Frank Kitts Option C
Option C looks like a real wildcard:. In contrast to the slick presentation and hard lines of the other entries, it has a homespun look and messily organic structure that really stands out. It's also the only one that doesn't "incorporate" a Chinese Garden; instead, Chinese elements and feng shui principles are spread throughout the whole park.
I'm actually surprised how much I like it, given my modernist tendencies. It works hard to break down the monotony of the long promenade, and to bring the land into the water and vice versa. It restructures the carpark into a circular configuration, slightly reducing the total number of parks while setting a café into the northeast side of the raised area. It has a lot of detail and complexity, but within a strong organising framework that respects the city grid more than it seems at first glance. It appears to take Chinese, Maori and European cultural signifiers much more seriously than some of the entries, there's a lot of sheltered space, and it actually looks quite fun.

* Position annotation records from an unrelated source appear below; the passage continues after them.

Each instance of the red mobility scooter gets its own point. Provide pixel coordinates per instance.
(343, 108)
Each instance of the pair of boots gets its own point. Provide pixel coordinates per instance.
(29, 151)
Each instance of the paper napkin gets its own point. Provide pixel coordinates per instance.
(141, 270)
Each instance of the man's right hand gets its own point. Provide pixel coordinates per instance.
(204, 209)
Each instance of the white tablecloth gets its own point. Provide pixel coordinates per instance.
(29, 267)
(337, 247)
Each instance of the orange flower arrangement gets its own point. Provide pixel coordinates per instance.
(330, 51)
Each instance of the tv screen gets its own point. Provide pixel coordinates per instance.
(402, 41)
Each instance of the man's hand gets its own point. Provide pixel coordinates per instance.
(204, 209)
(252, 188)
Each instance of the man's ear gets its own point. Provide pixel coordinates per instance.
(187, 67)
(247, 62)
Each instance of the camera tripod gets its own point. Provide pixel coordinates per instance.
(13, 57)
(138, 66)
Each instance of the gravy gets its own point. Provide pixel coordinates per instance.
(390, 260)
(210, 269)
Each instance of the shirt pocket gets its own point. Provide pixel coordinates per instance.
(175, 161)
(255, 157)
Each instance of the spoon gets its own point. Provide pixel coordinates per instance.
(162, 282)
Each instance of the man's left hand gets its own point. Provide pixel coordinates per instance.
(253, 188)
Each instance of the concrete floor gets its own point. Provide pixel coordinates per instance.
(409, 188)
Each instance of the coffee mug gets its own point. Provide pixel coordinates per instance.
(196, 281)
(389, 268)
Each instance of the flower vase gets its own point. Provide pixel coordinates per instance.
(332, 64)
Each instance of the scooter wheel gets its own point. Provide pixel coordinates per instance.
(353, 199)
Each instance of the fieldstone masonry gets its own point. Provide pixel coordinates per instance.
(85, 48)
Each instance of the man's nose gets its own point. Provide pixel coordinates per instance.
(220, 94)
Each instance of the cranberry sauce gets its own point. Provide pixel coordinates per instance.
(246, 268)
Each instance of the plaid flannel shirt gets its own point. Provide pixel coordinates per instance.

Surprisingly, this may be the scheme that has the least open green space, since all of the yellow-shaded area seems to be hard landscaping. This may not appeal to those who want a game of football or to stage a big event, but it creates a lot of sheltered nooks and crannies for quiet contemplation and picnics. It plays around a lot with sinuous grass berms, to the extent of having one snaking up to the TSB Arena, though I doubt that it and a small stage would be enough to humanise the edge of such a nasty building.
But despite all that, and despite my guarded admiration for mad old hippies like Hundertwasser, this all looks too twee and Seventies for my liking. If it wasn't for some of the more technical accompanying diagrams, I'd have assumed this was a school project, and while it has some admirably inventive ideas (such as the curving breakwater and the dragon boat display cases) the plan as a whole looks too amateurish. There's something about all the circles, triangles and squiggles which, while full of symbolism and a nice change in some people's eyes, just seems to set up a discord with the urban context.